In a recent study4 published in journal Molecular Ecology this year, Wei and colleagues discovered that many microbes arrived at flowers through pollinators. Some of these microbes were yeasts living in nectar and some were known bacterial and fungal pathogens to plants. Wei and colleagues conducted this field experiment on strawberries, one of the most popular fruits in the United States. As strawberry cultivation relies heavily on pesticide use, this research team also tested whether bactericide and fungicide use influences pollinator visits and flower microbes. They found that agrochemical use did not influence pollinator visits, but influenced flower microbes, especially from fungicide use.
In another recent study5 published this year in Malus: International Ornamental Crabapple Society Bulletin, Wei and her summer interns observed pollinators that visited 93 crabapple trees in the National Crabapple Evaluation Project (NCEP) plot at Holden Arboretum and that visited 214 of the 308 crabapple trees in the NCEP plot at Secrest Arboretum. Wei and her team discovered that crabapple trees were visited by diverse pollinators, including many bee species, wasps, flies and butterflies. The pollinators that visited crabapples differed between Holden and Secrest Arboretum, with more honeybees and flies at Secrest and more mining bees (Andrenidae) that are solitary and ground-nesting at Holden. They also found that crabapple trees that had more flowers attracted more and diverse pollinators, and white flowers were visited more than red and pink flowers. The team is currently working on linking pollinator visits to microbes on crabapples to decipher the outcomes of pollinator visits.
Concluding Remarks
“It is difficult to overstate the importance of pollinators for plants and humans,” says Wei. “We hope that our findings benefit not only the scientific community, but also our society and environment.”
References Cited
1. Wei N, Kaczorowski RL, Arceo-Gómez G, O’Neill EM, Hayes RA, Ashman T-L. 2021. Pollinators contribute to the maintenance of flowering plant diversity. Nature 597:688-692. https://rdcu.be/cxoEL
2. Aizen MA. 2021. Pollination advantage of rare plants unveiled. Nature 597:638-639. https://www.nature.com/articles/ d41586-021-02375-z
3. Cullen N, Xia J, Wei N, Kaczorowski RL, Arceo-Gómez G, O’Neill EM, Hayes RA and Ashman T-L. 2021. Diversity and composition of pollen loads carried by pollinators are primarily driven by insect traits, not floral community characteristics.
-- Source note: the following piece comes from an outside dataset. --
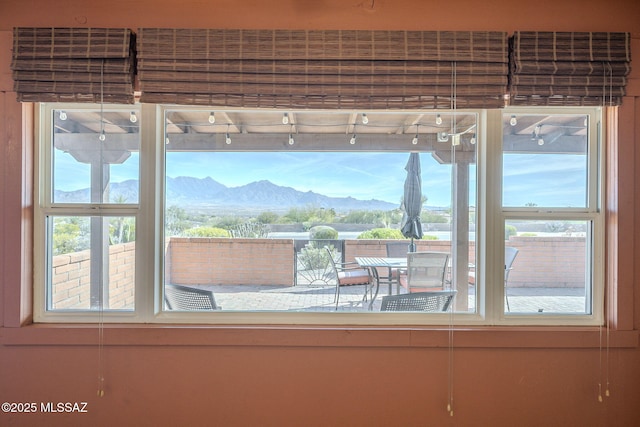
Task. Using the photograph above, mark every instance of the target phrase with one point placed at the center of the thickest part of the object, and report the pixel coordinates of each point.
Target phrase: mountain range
(207, 194)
Oecologia 196:131-143. https://doi.org/10.1007/s00442-021-04911-0
4. Wei N, Russell AL, Jarrett AR and Ashman T-L. 2021. Pollinators mediate floral microbial diversity and network under agrochemical disturbance. Molecular Ecology 30:2235-2247. https://onlinelibrary.wiley.com/doi/10.1111/mec.15890
5. Wei N, Incarnato M and Kaufman E. 2021. Plant–pollinator interactions in crabapples: A case study at Holden Arboretum and Secrest Arboretum, Ohio. Malus: International Ornamental Crabapple Society Bulletin.
MEET THE STAFF
Na Wei, PhD, is a Plant Biologist and Research Scientist at Holden. She leads the evolutionary ecology lab. Her research program seeks to elucidate the ecological and evolutionary mechanisms that influence plant adaptation to environmental change. Her research tackles these grand questions using interdisciplinary approaches, integrating plant biology, microbial ecology, pollination biology, evolutionary biology, genetics, and genomics. Na received her PhD in ecology and evolutionary biology from the University of Michigan, Ann Arbor.